Hi,
Gimple folding for unaligned vector loads and stores.
Regtest completed across variety of systems, P6,P7,P8,P9.
[v2] Added the type for the MEM_REF, per feedback.
Testcases for gimple-folding of the same are currently in-tree
as powerpc/fold-vec-load-*.c and powerpc/fold-vec-store-*.c.
Re-tested, still looks good. :-)
Thanks
-Will
[gcc]
2018-06-12 Will Schmidt <[email protected]>
* config/rs6000/rs6000.c (rs6000_builtin_valid_without_lhs): Add
vec_xst variants to the list.
(rs6000_gimple_fold_builtin): Add support for folding unaligned
vector loads and stores.
diff --git a/gcc/config/rs6000/rs6000.c b/gcc/config/rs6000/rs6000.c
index d62abdf..374666c 100644
--- a/gcc/config/rs6000/rs6000.c
+++ b/gcc/config/rs6000/rs6000.c
@@ -15360,10 +15360,16 @@ rs6000_builtin_valid_without_lhs (enum
rs6000_builtins fn_code)
case ALTIVEC_BUILTIN_STVX_V8HI:
case ALTIVEC_BUILTIN_STVX_V4SI:
case ALTIVEC_BUILTIN_STVX_V4SF:
case ALTIVEC_BUILTIN_STVX_V2DI:
case ALTIVEC_BUILTIN_STVX_V2DF:
+ case VSX_BUILTIN_STXVW4X_V16QI:
+ case VSX_BUILTIN_STXVW4X_V8HI:
+ case VSX_BUILTIN_STXVW4X_V4SF:
+ case VSX_BUILTIN_STXVW4X_V4SI:
+ case VSX_BUILTIN_STXVD2X_V2DF:
+ case VSX_BUILTIN_STXVD2X_V2DI:
return true;
default:
return false;
}
}
@@ -15869,10 +15875,78 @@ rs6000_gimple_fold_builtin (gimple_stmt_iterator *gsi)
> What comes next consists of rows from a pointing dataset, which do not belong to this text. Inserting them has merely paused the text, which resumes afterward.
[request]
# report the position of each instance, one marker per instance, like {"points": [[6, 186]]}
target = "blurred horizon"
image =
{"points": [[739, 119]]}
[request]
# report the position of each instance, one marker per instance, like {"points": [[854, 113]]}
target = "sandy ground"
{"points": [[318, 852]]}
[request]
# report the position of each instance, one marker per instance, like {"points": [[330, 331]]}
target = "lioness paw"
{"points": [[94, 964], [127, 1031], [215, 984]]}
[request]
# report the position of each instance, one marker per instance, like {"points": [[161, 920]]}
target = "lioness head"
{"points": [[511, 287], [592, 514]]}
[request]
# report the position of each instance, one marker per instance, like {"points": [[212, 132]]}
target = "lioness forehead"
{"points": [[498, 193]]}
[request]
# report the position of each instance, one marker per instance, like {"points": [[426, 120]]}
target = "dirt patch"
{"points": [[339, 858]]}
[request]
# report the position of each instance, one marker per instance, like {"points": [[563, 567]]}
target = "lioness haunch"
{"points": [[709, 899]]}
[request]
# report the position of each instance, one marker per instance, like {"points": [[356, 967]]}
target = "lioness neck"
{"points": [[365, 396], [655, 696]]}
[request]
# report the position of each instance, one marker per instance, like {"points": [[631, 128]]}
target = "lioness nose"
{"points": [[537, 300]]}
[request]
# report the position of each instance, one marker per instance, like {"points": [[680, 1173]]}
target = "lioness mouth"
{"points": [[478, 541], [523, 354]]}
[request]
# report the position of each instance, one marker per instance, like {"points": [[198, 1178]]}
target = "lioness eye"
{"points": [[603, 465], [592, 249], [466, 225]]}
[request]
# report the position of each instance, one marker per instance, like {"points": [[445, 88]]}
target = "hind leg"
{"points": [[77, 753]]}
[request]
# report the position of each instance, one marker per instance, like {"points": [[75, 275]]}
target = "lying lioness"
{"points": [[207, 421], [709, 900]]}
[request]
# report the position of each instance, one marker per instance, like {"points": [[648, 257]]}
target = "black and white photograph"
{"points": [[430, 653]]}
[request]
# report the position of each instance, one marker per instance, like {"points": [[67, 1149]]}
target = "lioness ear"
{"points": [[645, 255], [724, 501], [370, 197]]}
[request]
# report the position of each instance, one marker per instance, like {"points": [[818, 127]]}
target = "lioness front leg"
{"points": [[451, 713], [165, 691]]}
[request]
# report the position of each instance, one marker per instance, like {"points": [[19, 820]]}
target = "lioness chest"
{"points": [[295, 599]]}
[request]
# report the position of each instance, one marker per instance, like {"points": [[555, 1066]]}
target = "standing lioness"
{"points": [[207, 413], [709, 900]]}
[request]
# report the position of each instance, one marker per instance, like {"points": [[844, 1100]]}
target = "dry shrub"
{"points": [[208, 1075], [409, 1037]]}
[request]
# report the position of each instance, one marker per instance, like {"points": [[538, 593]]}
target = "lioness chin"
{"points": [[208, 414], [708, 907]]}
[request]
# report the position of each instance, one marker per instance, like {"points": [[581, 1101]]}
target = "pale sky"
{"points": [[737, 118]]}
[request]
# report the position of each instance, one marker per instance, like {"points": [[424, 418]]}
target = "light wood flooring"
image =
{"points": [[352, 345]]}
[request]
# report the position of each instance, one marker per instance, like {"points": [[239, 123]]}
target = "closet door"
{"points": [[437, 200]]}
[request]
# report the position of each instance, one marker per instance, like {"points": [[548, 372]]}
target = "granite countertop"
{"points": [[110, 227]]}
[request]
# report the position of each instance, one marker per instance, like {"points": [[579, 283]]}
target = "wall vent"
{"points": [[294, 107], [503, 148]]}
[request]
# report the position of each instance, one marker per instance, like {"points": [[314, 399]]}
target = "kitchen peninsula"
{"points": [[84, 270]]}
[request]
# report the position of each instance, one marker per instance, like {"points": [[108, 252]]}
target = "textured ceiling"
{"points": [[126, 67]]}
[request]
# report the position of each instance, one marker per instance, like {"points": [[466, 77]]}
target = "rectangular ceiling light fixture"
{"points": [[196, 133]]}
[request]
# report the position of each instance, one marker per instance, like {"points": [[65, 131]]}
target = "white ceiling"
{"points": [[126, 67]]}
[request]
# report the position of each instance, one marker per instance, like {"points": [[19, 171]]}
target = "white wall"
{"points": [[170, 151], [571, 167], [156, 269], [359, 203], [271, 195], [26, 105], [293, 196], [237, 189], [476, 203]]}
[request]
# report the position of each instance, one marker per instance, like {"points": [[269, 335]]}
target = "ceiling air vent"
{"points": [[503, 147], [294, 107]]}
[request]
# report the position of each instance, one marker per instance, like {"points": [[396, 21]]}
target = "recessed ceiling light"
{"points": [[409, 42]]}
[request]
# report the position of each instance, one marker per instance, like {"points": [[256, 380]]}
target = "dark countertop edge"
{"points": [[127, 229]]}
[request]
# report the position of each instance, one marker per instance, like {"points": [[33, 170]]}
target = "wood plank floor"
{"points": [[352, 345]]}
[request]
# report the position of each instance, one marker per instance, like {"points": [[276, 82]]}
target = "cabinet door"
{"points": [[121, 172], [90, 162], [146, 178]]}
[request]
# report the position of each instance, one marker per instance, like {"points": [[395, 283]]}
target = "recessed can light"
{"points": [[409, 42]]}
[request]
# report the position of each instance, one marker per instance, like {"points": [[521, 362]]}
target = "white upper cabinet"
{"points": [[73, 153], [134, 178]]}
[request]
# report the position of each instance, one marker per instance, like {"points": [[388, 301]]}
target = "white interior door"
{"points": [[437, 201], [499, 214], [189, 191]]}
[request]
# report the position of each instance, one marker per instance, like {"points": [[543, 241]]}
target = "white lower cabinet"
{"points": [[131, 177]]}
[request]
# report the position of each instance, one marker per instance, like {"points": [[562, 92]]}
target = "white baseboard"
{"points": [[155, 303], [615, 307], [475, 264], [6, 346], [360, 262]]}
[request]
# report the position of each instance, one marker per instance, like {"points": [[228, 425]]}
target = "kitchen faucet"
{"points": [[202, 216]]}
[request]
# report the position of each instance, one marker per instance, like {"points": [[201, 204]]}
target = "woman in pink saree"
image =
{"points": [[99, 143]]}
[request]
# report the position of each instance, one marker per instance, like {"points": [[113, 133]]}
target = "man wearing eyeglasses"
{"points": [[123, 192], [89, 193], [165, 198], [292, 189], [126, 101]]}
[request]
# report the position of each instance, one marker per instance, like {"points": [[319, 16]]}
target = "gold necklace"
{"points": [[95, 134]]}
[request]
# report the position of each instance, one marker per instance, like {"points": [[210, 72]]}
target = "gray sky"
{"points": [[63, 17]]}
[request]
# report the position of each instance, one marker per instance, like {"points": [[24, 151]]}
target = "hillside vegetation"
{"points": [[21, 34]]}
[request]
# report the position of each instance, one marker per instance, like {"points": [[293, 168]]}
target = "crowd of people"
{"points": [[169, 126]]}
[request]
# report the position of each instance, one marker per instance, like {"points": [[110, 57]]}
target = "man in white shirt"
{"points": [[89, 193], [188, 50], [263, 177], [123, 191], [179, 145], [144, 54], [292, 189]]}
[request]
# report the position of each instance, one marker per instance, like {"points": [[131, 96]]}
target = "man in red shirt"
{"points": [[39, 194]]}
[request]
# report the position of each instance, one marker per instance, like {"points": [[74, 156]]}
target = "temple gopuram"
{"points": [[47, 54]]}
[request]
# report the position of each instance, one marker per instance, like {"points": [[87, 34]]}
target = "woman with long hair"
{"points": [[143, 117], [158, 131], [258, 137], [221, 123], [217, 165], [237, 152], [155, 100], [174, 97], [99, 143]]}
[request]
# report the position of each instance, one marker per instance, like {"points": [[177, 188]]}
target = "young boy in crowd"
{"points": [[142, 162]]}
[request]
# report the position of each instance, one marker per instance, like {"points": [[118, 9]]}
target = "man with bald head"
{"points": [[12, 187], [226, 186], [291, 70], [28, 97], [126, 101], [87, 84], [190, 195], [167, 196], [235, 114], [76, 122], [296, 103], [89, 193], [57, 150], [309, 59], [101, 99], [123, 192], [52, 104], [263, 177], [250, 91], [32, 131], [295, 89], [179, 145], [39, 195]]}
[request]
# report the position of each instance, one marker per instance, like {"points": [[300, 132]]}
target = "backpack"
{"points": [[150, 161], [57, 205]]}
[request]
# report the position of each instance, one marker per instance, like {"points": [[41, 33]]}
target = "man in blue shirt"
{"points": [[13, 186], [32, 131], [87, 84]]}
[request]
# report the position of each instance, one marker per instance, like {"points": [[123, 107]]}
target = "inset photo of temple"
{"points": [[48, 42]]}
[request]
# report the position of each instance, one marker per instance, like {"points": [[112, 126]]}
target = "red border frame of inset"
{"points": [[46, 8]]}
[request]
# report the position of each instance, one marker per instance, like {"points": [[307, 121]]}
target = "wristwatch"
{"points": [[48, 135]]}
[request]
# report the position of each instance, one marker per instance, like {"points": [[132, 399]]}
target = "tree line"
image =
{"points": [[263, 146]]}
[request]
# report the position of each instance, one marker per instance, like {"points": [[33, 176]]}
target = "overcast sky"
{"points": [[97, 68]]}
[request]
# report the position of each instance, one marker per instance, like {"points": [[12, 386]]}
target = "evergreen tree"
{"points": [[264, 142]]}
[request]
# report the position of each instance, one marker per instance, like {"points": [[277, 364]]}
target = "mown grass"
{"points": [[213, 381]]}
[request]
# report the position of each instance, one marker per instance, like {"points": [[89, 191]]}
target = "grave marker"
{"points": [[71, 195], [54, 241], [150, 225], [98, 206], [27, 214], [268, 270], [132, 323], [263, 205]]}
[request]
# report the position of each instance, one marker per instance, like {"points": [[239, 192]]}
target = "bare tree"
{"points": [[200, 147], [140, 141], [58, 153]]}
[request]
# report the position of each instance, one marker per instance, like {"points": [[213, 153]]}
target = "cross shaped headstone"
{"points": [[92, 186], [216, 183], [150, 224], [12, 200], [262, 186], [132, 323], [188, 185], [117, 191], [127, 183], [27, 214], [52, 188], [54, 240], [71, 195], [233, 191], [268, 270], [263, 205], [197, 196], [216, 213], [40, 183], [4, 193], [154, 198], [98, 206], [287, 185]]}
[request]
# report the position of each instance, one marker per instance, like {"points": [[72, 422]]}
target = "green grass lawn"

gimple_set_location (g, loc);
gsi_replace (gsi, g, true);
return true;
}
+ /* unaligned Vector loads. */
+ case VSX_BUILTIN_LXVW4X_V16QI:
+ case VSX_BUILTIN_LXVW4X_V8HI:
+ case VSX_BUILTIN_LXVW4X_V4SF:
+ case VSX_BUILTIN_LXVW4X_V4SI:
+ case VSX_BUILTIN_LXVD2X_V2DF:
+ case VSX_BUILTIN_LXVD2X_V2DI:
+ {
+ arg0 = gimple_call_arg (stmt, 0); // offset
+ arg1 = gimple_call_arg (stmt, 1); // address
+ lhs = gimple_call_lhs (stmt);
+ location_t loc = gimple_location (stmt);
+ /* Since arg1 may be cast to a different type, just use ptr_type_node
+ here instead of trying to enforce TBAA on pointer types. */
+ tree arg1_type = ptr_type_node;
+ tree lhs_type = TREE_TYPE (lhs);
+ /* POINTER_PLUS_EXPR wants the offset to be of type 'sizetype'. Create
+ the tree using the value from arg0. The resulting type will match
+ the type of arg1. */
+ gimple_seq stmts = NULL;
+ tree temp_offset = gimple_convert (&stmts, loc, sizetype, arg0);
+ tree temp_addr = gimple_build (&stmts, loc, POINTER_PLUS_EXPR,
+ arg1_type, arg1, temp_offset);
+ gsi_insert_seq_before (gsi, stmts, GSI_SAME_STMT);
+ /* Use the build2 helper to set up the mem_ref. The MEM_REF could also
+ take an offset, but since we've already incorporated the offset
+ above, here we just pass in a zero. */
+ gimple *g;
+ tree align_ltype = build_aligned_type (lhs_type, TYPE_ALIGN
((lhs_type)));
+ g = gimple_build_assign (lhs, build2 (MEM_REF, align_ltype, temp_addr,
+ build_int_cst (arg1_type, 0)));
+ gimple_set_location (g, loc);
+ gsi_replace (gsi, g, true);
+ return true;
+ }
+
+ /* unaligned Vector stores. */
+ case VSX_BUILTIN_STXVW4X_V16QI:
+ case VSX_BUILTIN_STXVW4X_V8HI:
+ case VSX_BUILTIN_STXVW4X_V4SF:
+ case VSX_BUILTIN_STXVW4X_V4SI:
+ case VSX_BUILTIN_STXVD2X_V2DF:
+ case VSX_BUILTIN_STXVD2X_V2DI:
+ {
+ arg0 = gimple_call_arg (stmt, 0); /* Value to be stored. */
+ arg1 = gimple_call_arg (stmt, 1); /* Offset. */
+ tree arg2 = gimple_call_arg (stmt, 2); /* Store-to address. */
+ location_t loc = gimple_location (stmt);
+ tree arg0_type = TREE_TYPE (arg0);
+ /* Use ptr_type_node (no TBAA) for the arg2_type. */
+ tree arg2_type = ptr_type_node;
+ /* POINTER_PLUS_EXPR wants the offset to be of type 'sizetype'. Create
+ the tree using the value from arg0. The resulting type will match
+ the type of arg2. */
+ gimple_seq stmts = NULL;
+ tree temp_offset = gimple_convert (&stmts, loc, sizetype, arg1);
+ tree temp_addr = gimple_build (&stmts, loc, POINTER_PLUS_EXPR,
+ arg2_type, arg2, temp_offset);
+ /* Mask off any lower bits from the address. */
+ gsi_insert_seq_before (gsi, stmts, GSI_SAME_STMT);
+ gimple *g;
+ g = gimple_build_assign (build2 (MEM_REF, arg0_type, temp_addr,
+ build_int_cst (arg2_type, 0)), arg0);
+ gimple_set_location (g, loc);
+ gsi_replace (gsi, g, true);
+ return true;
+ }
+
/* Vector Fused multiply-add (fma). */
case ALTIVEC_BUILTIN_VMADDFP:
case VSX_BUILTIN_XVMADDDP:
case ALTIVEC_BUILTIN_VMLADDUHM:
{